I mentioned that it struck me as pretentious, and that is the final comment I will make. It really summed up the attitude that I have encountered many times in my life, having grown up in an area that is a weekend vacation land for people who live in the metro area. That the city is so great, so open, so enlightened, and the rest of us are ignorant stump jumpers. News flash: there is a whole world beyond your nine miles that manages just fine in navigating those life issues you find so insurmountable and doesn't appreciate your form of judgmental moralism. Grow up.


The Black Dancer said...

I have to strenuously disagree with you about the movie "Shortbus." I found it to be a penetrating (no pun intended) look into the harsh anxieties many of us feel over sex and sexuality. The main character's inability to reach orgasm is probably not a rare condition in large portions of the RSA (Repressed States of America) and many people just settle for bad or infrequent sex with their mates, while saying that sex doesn't matter so much.
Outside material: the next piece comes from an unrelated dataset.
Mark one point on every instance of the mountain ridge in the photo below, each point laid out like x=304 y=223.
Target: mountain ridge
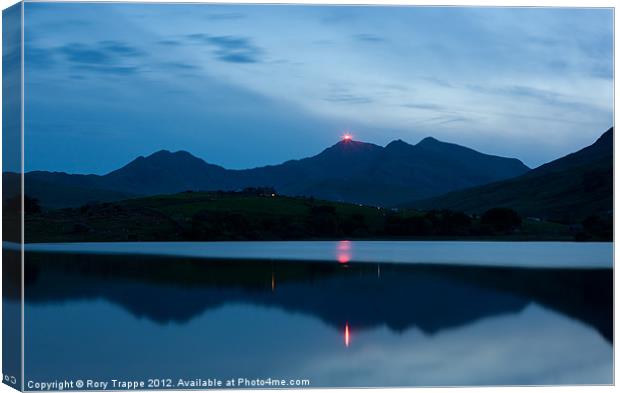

While unfortunate, the equating of the sexually repressed with special needs children isn't so far off base. I can only hope that more artists take the kind of chance that the writer/director of "Shortbus" did.

howzerdo said...

I think we will have to agree to disagree. Something I did like about the movie is that it made me want to post about it, and it is a rare movie that inspires me to write something, even if it is negative. I don't think the director's exploration of sexual expression is necessarily a bad thing, but I also don't believe that all or even most of the patrons of the club were having good sex. (Frequent? Yes.) I did not find women to be realistically portrayed in this movie at all. I also objected to the other unrealistic aspects in terms of suicide, counseling, etc. as well as equating any of these characters' various neuroses and inhibitions to the myriad challenges faced by disabled children. Something else unrealistic that I forgot to write in my post was the dearth of what society views as less sexually attractive people. I admit it was hard to decipher in the tangle of bodies, but I only saw one old, and one fat person. Not everyone in the world who struggles with identity issues is young and attractive. But maybe that is a taboo even hipsters share with all others in what you label the RSA? Anyway, thanks for your comment - GBP isn't exactly brimming with commenters and all visitors are much appreciated.

The Black Dancer said...

I look forward to your future posts and will visit often. Got you bookmarked.